Без сомнения, у нас есть Наблюдатели, занимающиеся Джозефом Максом и фиглярами из его Партии единства. Что ж, стану еще одним – по крайней мере, пока не удостоверюсь насчет Билли Келла. Возможно, по ходу дела мне удастся вытащить на поверхность кое-что интересное. Черт побрал эту кутерьму вокруг Джо Макса! Кстати, что там с его идеей привлечь человека типа доктора Ходдинга? Рискну повторить то, что вам уже могли сообщить другие Наблюдатели. Речь идет о той истории, что подробно освещалась газетами года два назад. Джейсон Ходдинг был членом правления «Фонда Уэльса» (биохимические исследования, весьма недурные) и изрядно напугал мир своими пропагандистскими выходками в пользу партии Макса на выборах 70-го года. Он рассчитывал, что его выходки позволят пролезть в конгресс этому ненормальному, сенатору от Аляски Гэлту. Затем Ходдинг ушел и «Фонда» (или его выставили?) и скрылся из поля зрения общественности. Не бедствует, живя на Лонг-Айленде «в отставке». Говорят, знает о мутациях вирусов больше, чем кто бы то ни было…

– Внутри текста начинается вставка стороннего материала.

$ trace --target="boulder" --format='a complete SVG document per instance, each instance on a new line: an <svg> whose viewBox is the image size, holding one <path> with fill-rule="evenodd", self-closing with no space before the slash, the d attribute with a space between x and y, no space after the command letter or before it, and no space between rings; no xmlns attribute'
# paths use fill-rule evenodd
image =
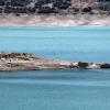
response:
<svg viewBox="0 0 110 110"><path fill-rule="evenodd" d="M89 65L88 63L78 62L78 68L87 68L88 65Z"/></svg>
<svg viewBox="0 0 110 110"><path fill-rule="evenodd" d="M100 68L110 68L110 64L102 64L100 65Z"/></svg>

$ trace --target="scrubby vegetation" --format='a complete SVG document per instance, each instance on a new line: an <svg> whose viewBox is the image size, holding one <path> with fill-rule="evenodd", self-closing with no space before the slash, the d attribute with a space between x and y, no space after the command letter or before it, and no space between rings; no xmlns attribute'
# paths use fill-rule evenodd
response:
<svg viewBox="0 0 110 110"><path fill-rule="evenodd" d="M110 14L110 0L0 0L0 13Z"/></svg>

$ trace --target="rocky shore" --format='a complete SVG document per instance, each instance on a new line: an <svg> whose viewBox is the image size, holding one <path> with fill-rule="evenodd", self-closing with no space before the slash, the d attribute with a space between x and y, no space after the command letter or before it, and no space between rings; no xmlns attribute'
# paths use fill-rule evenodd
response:
<svg viewBox="0 0 110 110"><path fill-rule="evenodd" d="M0 15L0 26L77 26L77 25L110 25L110 15L90 14L43 14L20 16L13 14Z"/></svg>
<svg viewBox="0 0 110 110"><path fill-rule="evenodd" d="M1 53L0 70L42 70L42 69L101 69L110 64L64 62L36 57L30 53Z"/></svg>

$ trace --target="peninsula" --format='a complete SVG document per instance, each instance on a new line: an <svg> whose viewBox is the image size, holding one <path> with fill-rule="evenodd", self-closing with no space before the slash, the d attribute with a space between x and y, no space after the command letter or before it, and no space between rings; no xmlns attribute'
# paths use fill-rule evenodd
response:
<svg viewBox="0 0 110 110"><path fill-rule="evenodd" d="M65 62L37 57L30 53L1 53L0 70L43 70L43 69L101 69L110 64Z"/></svg>
<svg viewBox="0 0 110 110"><path fill-rule="evenodd" d="M0 0L0 26L110 25L110 0Z"/></svg>

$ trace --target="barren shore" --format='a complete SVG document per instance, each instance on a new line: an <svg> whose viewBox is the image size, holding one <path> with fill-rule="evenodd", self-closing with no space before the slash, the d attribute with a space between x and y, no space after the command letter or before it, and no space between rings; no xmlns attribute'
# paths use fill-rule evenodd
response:
<svg viewBox="0 0 110 110"><path fill-rule="evenodd" d="M77 26L110 25L110 15L103 14L1 14L0 26Z"/></svg>
<svg viewBox="0 0 110 110"><path fill-rule="evenodd" d="M0 70L43 70L43 69L101 69L110 64L55 61L37 57L30 53L1 53Z"/></svg>

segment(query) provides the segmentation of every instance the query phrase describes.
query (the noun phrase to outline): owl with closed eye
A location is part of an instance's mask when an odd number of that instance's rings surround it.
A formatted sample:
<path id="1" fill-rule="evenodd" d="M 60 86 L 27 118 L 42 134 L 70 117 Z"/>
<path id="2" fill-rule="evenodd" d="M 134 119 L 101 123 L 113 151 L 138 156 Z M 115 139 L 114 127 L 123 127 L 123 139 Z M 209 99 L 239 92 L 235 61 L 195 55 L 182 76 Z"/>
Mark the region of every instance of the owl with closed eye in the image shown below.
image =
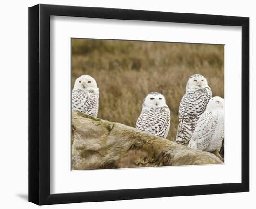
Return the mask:
<path id="1" fill-rule="evenodd" d="M 195 74 L 189 78 L 179 107 L 176 142 L 183 144 L 189 141 L 199 117 L 205 111 L 212 97 L 211 89 L 204 76 Z"/>
<path id="2" fill-rule="evenodd" d="M 99 109 L 99 89 L 93 77 L 83 75 L 76 79 L 72 91 L 71 103 L 73 110 L 97 118 Z"/>
<path id="3" fill-rule="evenodd" d="M 224 139 L 224 101 L 213 97 L 196 124 L 188 146 L 207 152 L 220 151 Z"/>
<path id="4" fill-rule="evenodd" d="M 170 127 L 170 110 L 163 95 L 152 92 L 147 95 L 136 128 L 152 134 L 166 138 Z"/>

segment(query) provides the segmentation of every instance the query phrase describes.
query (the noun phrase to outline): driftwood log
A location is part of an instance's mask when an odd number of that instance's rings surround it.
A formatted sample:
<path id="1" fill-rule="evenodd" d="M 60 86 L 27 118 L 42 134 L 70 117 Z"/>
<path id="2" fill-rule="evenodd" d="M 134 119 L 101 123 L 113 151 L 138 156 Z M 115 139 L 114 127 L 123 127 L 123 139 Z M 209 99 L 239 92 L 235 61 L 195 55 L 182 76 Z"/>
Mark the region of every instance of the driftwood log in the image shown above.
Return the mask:
<path id="1" fill-rule="evenodd" d="M 72 127 L 72 170 L 223 163 L 211 153 L 76 111 Z"/>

Теперь Макс называет свое детище «Партией органического единства». Он больше не тявкает на публику о расовой чистоте, хотя кое-какие сплетни о кандидате негритяно-индейских федералистов, по-видимому, исходят от Макса. На публике он выступает за человеческое братство: такие выступления добавляют голосов. Он сделает попытку выиграть осенние выборы, признав Америку управлять миром. «Очистим Азию!» – такой лозунг украшает его штаб-квартиру на Верхнем Уровне Лексингтон-авеню, и никто не смеется. Мы должны реформировать Азию (для их собственного блага, конечно), пока российский и китайский гиганты испускают (по-видимому) дух. Возможно, они и в самом деле его испускают: во всем, что утверждает Макс, содержится вирус полуправды. Агенты доносят, а наблюдения с помощью сателлита подтверждают, что с прошлого лета в Азии имели место ядерные взрывы. Я верю Властителям сателлита, потому что год назад, несмотря на сильный нажим, они разобрались кое с какими проблемами водородного оружия. Это требовало мужества там, наверху, на «Полночной Звезде», с тех пор как гуманитарная оппозиция, как часто бывало, поменяла свою точку зрения. В течение марта 30972 года мы в неведении… безумно, продуманно, тактично находимся в неведении. Если вы верите коммюнике Властителей сателлита (я более или менее верю), там должна быть идиотская позиционная война с фронтом вдоль всего спинного хребта Азии. Сибирь пребывает во мраке, как и всегда. Время от времени Властители жалуются, что действительно не могут собрать информацию с целых 1075 миль. Дрозма, когда будете писать мне ответ, сообщите, цел ли в настоящее время Азия-Центр. У меня там были друзья.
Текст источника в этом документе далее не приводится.